Vivo a Panama e mi è successo qualcosa al di fuori della realtà. Voglio precisare che a Panama la sigaretta elettronica è proibita. Detto questo vi spiego l’accaduto: ero dalla fermata dell’autobus con mia moglie e le due mie bimbe, una di 4 anni e l’altra di 7 mesi. Mi era venuta voglia di farmi una svapata ma poco dopo una moto con a bordo due agenti “gorilla” con tanto di casco e passamontagna mi fermano chiedendomi cosa stessi fumando. Dopo avermi chiesto i documenti (ho nazionalità panamense perchè mia madre è originaria di questo Paese), mi tolgono dalle mani il mio Kangertech Dripbox e cominciano a scrutarlo con perplessità. Dopo avermi chiesto cosa fosse, mi hanno chiesto quale sostanza ci mettessi dentro. A quel punto mi chiedono anche se le bimbe erano mie figlie. Grazie a Dio mi sono sempre mantenuto calmo. Gli agenti chiamano la stazione di polizia e viene detto loro di sequestrarmi la sigaretta elettronica e di portarmi in caserma. Mi sono visto perso, entrare in un carcere panamense è qualcosa di orribile, è contro ogni dignità umana. Guardavo le mie bimbe con aria terrorizzata. Dopo un’altra conversazione con la radiomobile, l’agente mi ha detto che mi avrebbe lasciato andare. Probabilmente perché hanno visto che stavo con dei bambini, almeno questa è la mia teoria. Ma se tutto fosse andato al rovescio che fine avrei fatto? Il vaping a Panama e proibito, non si può svapare nei luoghi pubblici e neppure commercializzare. Non è previsto l’arresto ma solo una sanzione amministrativa. Se però mi avessero portato in caserma avrebbero potuto inventare qualunque cosa, ad esempio anche che il liquido contenesse qualche sostanza non lecita. La mia speranza è che questa situazione antivaping a Panama cambi ma non è facile. Io mi sono abituato a farmi tutto in casa con fili, aromi che però devo acquistare dagli Stati Uniti. Fortunatamente ho la licenza per vendere prodotti alimentari e quindi sono abilitato anche all’acquisto di Pg e Vg e per adesso alla Dogana non mi è mai stato confiscato nulla. Spero che la situaizone a Panama possa cambiare al più presto.
Christian C.

Questa lettera è una tra le tante che quotidianamente arrivano alla nostra redazione. Soprattutto in periodo di vacanze estive può dare un insegnamento: ogni Paese del mondo ha la propria normativa sul vaping. Se in Europa la situazione è più o meno stabile, il discorso è diverso per i Paesi del centro e sud America e del Sud est asiatico, dove le restrizioni sono pressanti e le sanzioni molto pesanti. Come giustamente ha osservato il nostro lettore, possono portare anche all’arresto. Il consiglio è sempre lo stesso: informarsi prima di partire per qualche destinazione esotica ma, soprattutto, utilizzare sempre con cautela il proprio dispositivo da vaping. Non è mai consigliabile fare nuvoloni o maneggiare platealmente tubi o box appariscenti.

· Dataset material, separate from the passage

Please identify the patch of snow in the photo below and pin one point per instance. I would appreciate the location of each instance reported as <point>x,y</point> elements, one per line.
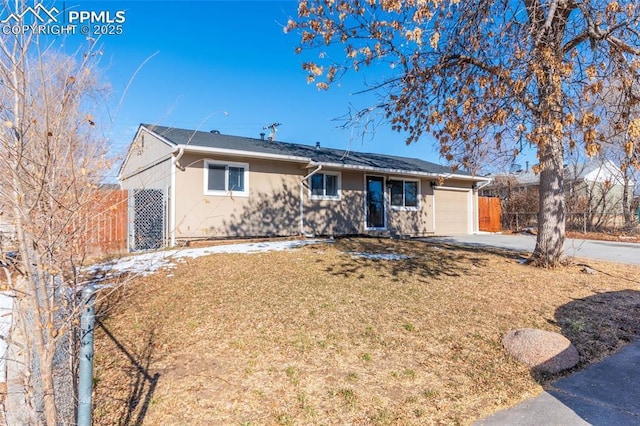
<point>380,256</point>
<point>148,263</point>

L’augurio rivolto a Christian ma anche a tutti coloro che vivono in Paesi che opprimono la sigaretta elettronica, è che, nel più breve tempo possibile, l’Organizzazione mondiale della sanità possa riconoscere la sigaretta elettronica come uno strumento di riduzione del danno. Soltanto in quel momento si potrà finalmente dire che il vaping sarà stato sdoganato e “timbrato” dal massimo organismo di salute internazionale. Fino a quel giorno, però, la cautela è d’obbligo.